ATFレベルゲージのない車種の場合、DIYでもできる点検は、液漏れの確認程度である。液漏れはATFの排出口に備えられたドレンプラグやオイルパンの取り付け部分で起こりやすい。下回りを点検して液漏れが起こっていないかチェックする。

レベルゲージのある車種の場合は、ATFの量を測定することが出来る。測定方法はエンジンオイルのレベルゲージと基本的に同じだが、ATFが暖まった状態でアイドリング中に測定を行う(メーカー・車種により異なる場合もある)また、ゲージの先端にはHOTとCOLD(COOL)のメモリが用意されていることが多い。エンジンを暖機している場合にはHOTを使用する。(COLDのメモリは液交換時に使用する)HOTの上限と下限の間であれば適量だが、ATFは消費されるモノではないので、量が減っていたら液漏れの可能性がある。

ATFの量を測定する

エンジンを掛けてアイドリング状態にするか、もしくは走行してエンジンを暖機して、ATFを暖める。その状態でエンジンを駆けたまま停車し、ブレーキペダルを踏んだままATセレクトレバーを操作して、R、D、Nなどそれぞれのレンジに入れたまま1秒ほど保持する。(この操作でAT全体にATFを循環させる)すべてのレンジにシフトしたらPレンジに戻す。

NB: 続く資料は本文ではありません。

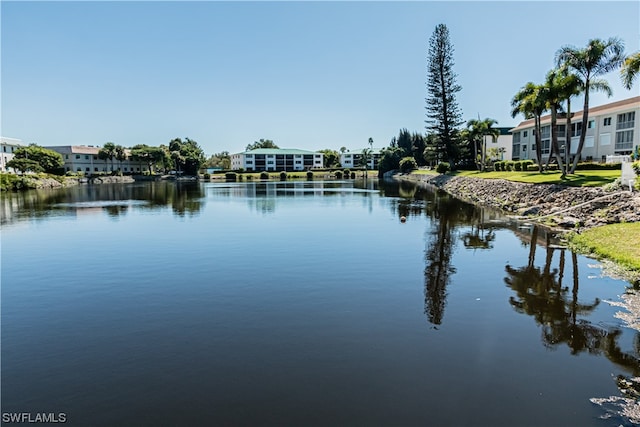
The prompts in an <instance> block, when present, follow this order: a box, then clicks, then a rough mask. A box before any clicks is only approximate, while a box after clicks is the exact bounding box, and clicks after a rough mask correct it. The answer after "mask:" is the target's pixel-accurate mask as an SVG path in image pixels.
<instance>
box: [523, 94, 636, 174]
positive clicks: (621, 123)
mask: <svg viewBox="0 0 640 427" xmlns="http://www.w3.org/2000/svg"><path fill="white" fill-rule="evenodd" d="M638 115H640V96H636V97H634V98H629V99H625V100H622V101H618V102H612V103H610V104H605V105H601V106H598V107H593V108H590V109H589V122H588V123H587V125H586V126H584V125H583V124H582V111H578V112H576V113H572V114H571V154H575V153H576V150H577V148H578V143H579V140H580V135H581V134H582V132H585V133H586V135H585V141H584V147H583V149H582V157H583V158H585V159H586V160H587V161H602V162H604V161H605V160H606V156H610V155H627V154H631V153H632V152H633V150H634V149H635V147H637V146H638V145H640V142H639V141H640V137H639V136H638V134H640V123H639V122H638V121H637V120H636V116H638ZM550 123H551V116H549V115H547V116H543V117H542V120H541V126H542V128H541V132H540V134H541V137H542V144H541V147H542V158H543V159H544V160H545V161H546V159H547V158H548V157H549V155H550V154H551V125H550ZM556 127H557V131H558V145H559V146H560V147H561V151H564V148H562V147H563V146H564V145H565V140H566V117H565V116H564V115H560V114H559V115H558V122H557V126H556ZM511 134H512V137H513V141H512V143H513V153H512V159H513V160H523V159H535V158H536V149H535V134H534V120H533V119H530V120H526V121H524V122H521V123H520V124H519V125H518V126H516V127H515V128H513V129H511Z"/></svg>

エンジンルームのATFレベルゲージを抜き取り、ゲージの先端に付着したATFをきれいな布やペーパーなどで拭き取り、再びレベルゲージを元に戻す。このとき決してゲージ自体に汚れが付かないように注意する。

ゲージをしっかりと差し込み確実に元の位置に戻したら、再びレベルゲージを抜く。ゲージの先端に付着したATFが流れると測定結果が分かりづらくなるのでゆっくりと抜くこと。



ゲージの先端の何処までATFが付着しているかを見る。上限と下限のメモリの間まで付着していればATFは適量である。

測定が終わったら、再びレベルゲージを元の位置に戻す。このときも確実に元の位置に戻すようにしっかりとセットする。

ATFの液漏れをチェックする

ATFの液漏れ点検は下回りから行う。液漏れはオイルパンの取り付け部分で起こりやすいので、液のにじみや液に固着した汚れがないかどうか点検する。

液漏れはATFのドレンプラグ(排出口)からも起こりやすい。プラグ周囲に液のにじみがないかを点検する。緩みがないかどうかレンチを駆けてみてもよい。また、オイルパン周辺からにじみが見られる場合には、オイルパンの周囲に取り付けられているボルトを少しづつ均等に増し締めしていくのもいい。